Keep in mind that the context of my original comment was with respect to having "premium" devices. People pay thousands of dollars for a Macbook because the hardware and the software feel very high-end. The UI/UX is generally seamless. Stuff "just works". There are regular updates. Any software written for MacOS will work on any other Mac, because the hardware/software integration is so tightly controlled. Is it perfect? No. Are there things Linux does better? Sure. But taking the entire Apple ecosystem into account, it feels cohesive and thoughtful, and it feels like it's worth the money.

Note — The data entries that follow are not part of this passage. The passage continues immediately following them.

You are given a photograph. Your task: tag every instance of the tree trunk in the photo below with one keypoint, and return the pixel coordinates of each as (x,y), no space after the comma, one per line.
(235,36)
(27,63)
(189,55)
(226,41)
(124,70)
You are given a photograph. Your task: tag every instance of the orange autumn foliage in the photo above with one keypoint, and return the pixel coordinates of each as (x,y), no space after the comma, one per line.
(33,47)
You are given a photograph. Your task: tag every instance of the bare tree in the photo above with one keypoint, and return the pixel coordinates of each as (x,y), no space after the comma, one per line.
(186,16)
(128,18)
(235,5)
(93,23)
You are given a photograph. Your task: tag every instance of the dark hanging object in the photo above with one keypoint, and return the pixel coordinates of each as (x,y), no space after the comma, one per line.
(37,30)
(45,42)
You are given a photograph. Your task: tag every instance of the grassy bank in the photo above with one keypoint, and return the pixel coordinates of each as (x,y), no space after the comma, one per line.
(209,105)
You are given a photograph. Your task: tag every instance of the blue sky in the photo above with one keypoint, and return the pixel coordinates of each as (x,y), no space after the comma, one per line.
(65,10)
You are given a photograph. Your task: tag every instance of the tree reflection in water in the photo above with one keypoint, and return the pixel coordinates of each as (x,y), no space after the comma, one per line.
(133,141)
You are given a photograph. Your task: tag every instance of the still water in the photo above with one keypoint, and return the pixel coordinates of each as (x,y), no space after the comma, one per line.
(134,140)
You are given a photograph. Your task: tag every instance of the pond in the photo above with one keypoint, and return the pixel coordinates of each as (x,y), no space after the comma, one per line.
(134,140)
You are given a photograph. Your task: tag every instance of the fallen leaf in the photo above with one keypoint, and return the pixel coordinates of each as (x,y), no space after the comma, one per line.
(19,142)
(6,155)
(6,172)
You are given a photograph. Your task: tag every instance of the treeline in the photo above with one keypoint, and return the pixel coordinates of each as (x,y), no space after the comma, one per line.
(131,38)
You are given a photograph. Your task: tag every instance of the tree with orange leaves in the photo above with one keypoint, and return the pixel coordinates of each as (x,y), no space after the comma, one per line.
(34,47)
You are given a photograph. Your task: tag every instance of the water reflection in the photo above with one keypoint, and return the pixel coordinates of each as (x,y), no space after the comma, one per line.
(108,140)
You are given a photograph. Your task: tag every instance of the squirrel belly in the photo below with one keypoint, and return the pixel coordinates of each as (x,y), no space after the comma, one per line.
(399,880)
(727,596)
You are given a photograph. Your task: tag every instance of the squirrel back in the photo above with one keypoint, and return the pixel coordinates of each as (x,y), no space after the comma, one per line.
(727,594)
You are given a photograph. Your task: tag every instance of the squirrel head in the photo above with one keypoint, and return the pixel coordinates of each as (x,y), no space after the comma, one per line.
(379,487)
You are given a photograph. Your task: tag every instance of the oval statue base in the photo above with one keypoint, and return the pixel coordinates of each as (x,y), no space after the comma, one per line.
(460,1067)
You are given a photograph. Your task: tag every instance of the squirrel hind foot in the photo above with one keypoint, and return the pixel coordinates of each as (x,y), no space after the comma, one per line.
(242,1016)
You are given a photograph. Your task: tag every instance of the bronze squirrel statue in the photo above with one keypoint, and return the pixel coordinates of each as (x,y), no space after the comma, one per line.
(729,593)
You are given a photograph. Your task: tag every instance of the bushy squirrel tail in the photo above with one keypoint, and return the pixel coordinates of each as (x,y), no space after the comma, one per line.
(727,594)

Contrast that with Linux. With many Linux distros, it doesn't "just work." The OS itself can change very often. The software ecosystem is fragmented. You have to use apt or yum or some other package manager. Sometimes you need five different package managers to install the software you want! On top of that, you can't necessarily run all Linux software on every distro or any hardware. There's little to no UX/UI consistency. As someone else pointed out, Qt vs GTK apps can and do look totally different and there are no style guides or any enforcement mechanisms to make sure that users enjoy the experience. It's the wild west, which is good in many ways, but in the context of making a device feel like a premium device, a wild west methodology fails that criteria pretty hard.

In other words, Linux is fantastic for computer nerds like us who like tinkering with things and don't mind rolling up our sleeves and getting our hands dirty. But it is no way, shape, or form a "premium" experience.